Скоро прожили и кроватные деньги. Платон замахнулся было на швейную машину, но тут уж Анна Савишна встала стеной: «Не отдам! Она еще нас кормить будет!» Впервые она осмелилась перечить мужу. Платон несказанно был удивлен, посмотрел на жену, как на диковинного зверя, потом махнул рукой и засмеялся: «Ну, бабы!» Не сказавши, не посоветовавшись, пошел на завод наниматься. Там ему не понравилось: душно, грохочет, железом воняет. Нанялся в батраки к соседу— мельнику, чинил ветряк, подсыпал зерно, мешки таскал с утра до ночи. Придет весь в муке, брови белые. Жена ему подает умыться. Платон брызгается, фыркает, усталость с него сходит водой, он усмехается похудевшим, скуластым лицом, вскидывает голову: «Ничего! Мы еще с тобой поживем!»
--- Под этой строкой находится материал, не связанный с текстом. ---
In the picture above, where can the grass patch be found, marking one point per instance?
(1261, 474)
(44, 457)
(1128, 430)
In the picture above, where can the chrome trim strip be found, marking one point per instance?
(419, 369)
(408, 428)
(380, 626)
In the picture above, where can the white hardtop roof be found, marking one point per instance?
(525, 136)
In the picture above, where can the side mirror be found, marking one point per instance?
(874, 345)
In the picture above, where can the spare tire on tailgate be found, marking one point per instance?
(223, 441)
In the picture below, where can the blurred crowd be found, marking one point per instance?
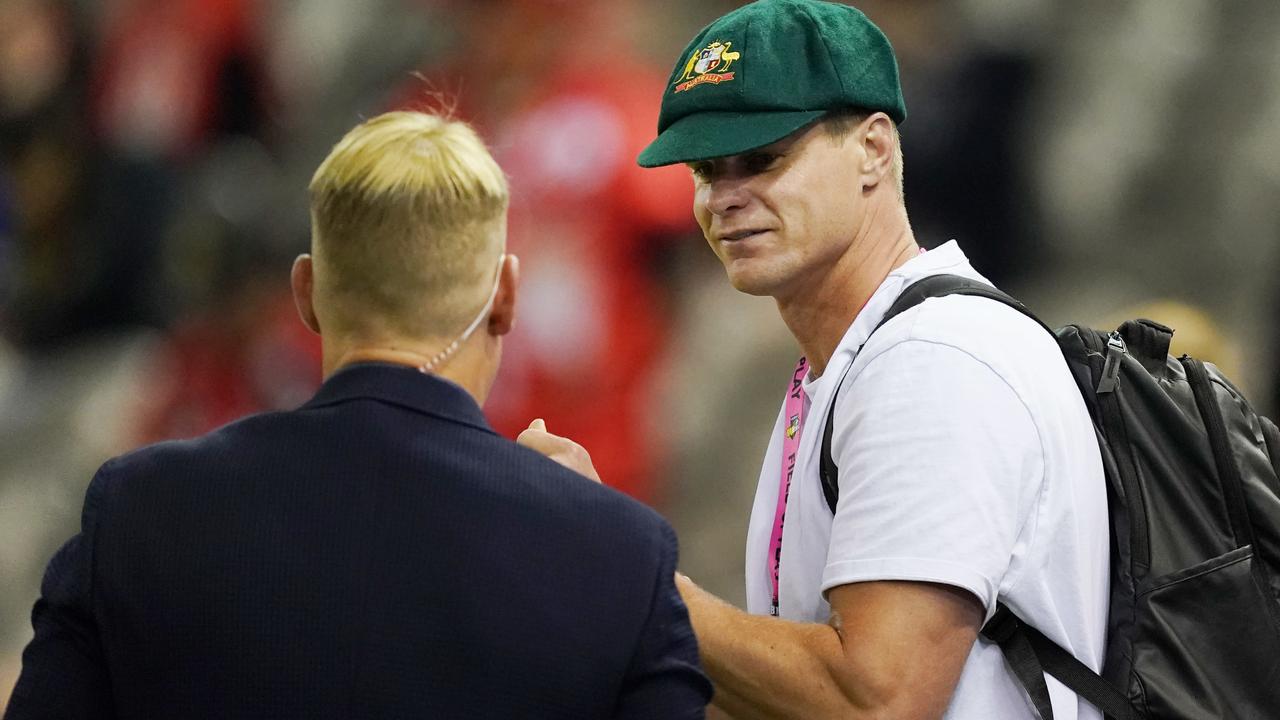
(1096, 158)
Жили бедно. Мельник оказался нудный, прижимистый. Работал у него Платон почти за одну только пищу — хозяин за каждую копейку готов удавиться. Денег домой приносил Платон мало и редко. Иной раз и до дому не донесет, по дороге отдаст кому попало, а то купит пустяк какой-нибудь: свистульку, ножичек. Анна Савишна мужа безденежьем не попрекала. Что теперь делать? Сама такого выбрала, сама полюбила, сама и терпи. В ее бедной трудовой жизни муж был как предмет роскоши, как граммофон.

6

В четырнадцатом году грянула война. Платона Бутова сразу же взяли. Ушел веселый, Верочку подбросил, потискал, жену поцеловал трижды со щеки на щеку, заломил фуражку-и был таков. Анна Савишна вспомнила, какой он был веселый, когда еще ходил в женихах и звали его «Светит месяц», уронила голову на стол и заплакала. Может, там, в солдатчине своей, без домашних забот, снова месяцем станет Платон? Только бы не убило, не искалечило…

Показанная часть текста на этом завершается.